Chemical characterization of the oils used as supplement. HPO was kindly provided by the Hacienda La Cabaña (Bogotá, Colombia) whereas EVOO was purchased from a local supermarket. The total FA composition of the oils was determined by gas chromatography with flame ionization detection (GC-FID) of fatty acid methyl esters, which were prepared by sodium methoxide-catalyzed transesterification of oil samples, as described by Christie.¹⁶ Details of instrumental conditions were reported by Mozzon et al.¹¹

The oil unsaponifiable matter was analysed according to the procedure described by Lucci et al.¹⁴

The extraction of the phenolic fraction from the oils was performed as reported by Montedoro et al.¹⁷ whereas the total phenolic content of the oils was determined according to the procedure reported by Loizzo et al.¹⁸ The results were expressed as gallic acid equivalents (mg per kg oil) based on the calibration curve (R² = 0.996). The estimation of the total phenolic content was carried out in triplicate and the results were averaged.
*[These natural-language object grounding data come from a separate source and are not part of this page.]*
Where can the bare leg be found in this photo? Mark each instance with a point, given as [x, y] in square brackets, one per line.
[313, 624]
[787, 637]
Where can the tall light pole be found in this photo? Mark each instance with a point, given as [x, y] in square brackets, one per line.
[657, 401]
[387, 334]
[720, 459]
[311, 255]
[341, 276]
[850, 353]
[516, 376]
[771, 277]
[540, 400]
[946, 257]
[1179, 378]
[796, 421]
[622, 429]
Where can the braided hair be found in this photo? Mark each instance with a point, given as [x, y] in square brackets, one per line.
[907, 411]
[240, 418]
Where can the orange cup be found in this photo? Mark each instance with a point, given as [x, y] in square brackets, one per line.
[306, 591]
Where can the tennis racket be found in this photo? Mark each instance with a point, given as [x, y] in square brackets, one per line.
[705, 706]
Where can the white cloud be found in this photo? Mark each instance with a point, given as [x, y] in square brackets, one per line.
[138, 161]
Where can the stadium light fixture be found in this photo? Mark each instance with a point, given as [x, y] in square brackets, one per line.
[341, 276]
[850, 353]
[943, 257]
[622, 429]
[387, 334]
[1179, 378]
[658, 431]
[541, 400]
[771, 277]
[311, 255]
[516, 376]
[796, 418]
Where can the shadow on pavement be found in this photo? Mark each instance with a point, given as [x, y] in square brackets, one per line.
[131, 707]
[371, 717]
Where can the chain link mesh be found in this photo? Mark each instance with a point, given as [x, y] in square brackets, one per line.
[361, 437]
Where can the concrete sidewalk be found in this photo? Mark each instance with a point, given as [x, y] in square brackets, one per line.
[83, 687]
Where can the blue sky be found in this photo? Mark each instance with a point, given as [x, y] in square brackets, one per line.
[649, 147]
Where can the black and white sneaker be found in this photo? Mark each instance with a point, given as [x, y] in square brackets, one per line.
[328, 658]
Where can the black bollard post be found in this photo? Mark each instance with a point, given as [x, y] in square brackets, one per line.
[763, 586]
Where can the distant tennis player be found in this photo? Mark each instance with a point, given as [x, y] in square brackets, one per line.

The total fatty acid profile, the unsaponifiable matter composition and the total phenolic content of the oils are shown in Table 1. It is noteworthy that the amount of antioxidant compounds provided by HPO supplementation was similar to that provided by EVOO supplementation. In fact, the dose of EVOO (25 ml per day) corresponded to a daily intake of tocols and phenols of 4.5 and 38.5 mg per day, respectively. Similarly, the dose of HPO (25 ml per day) corresponded to a daily intake of tocols and phenols of 6.5 and 47.5 mg per day, respectively. Once again, it is important to mention that in HPO tocotrienols constitute ∼90% of the total tocols.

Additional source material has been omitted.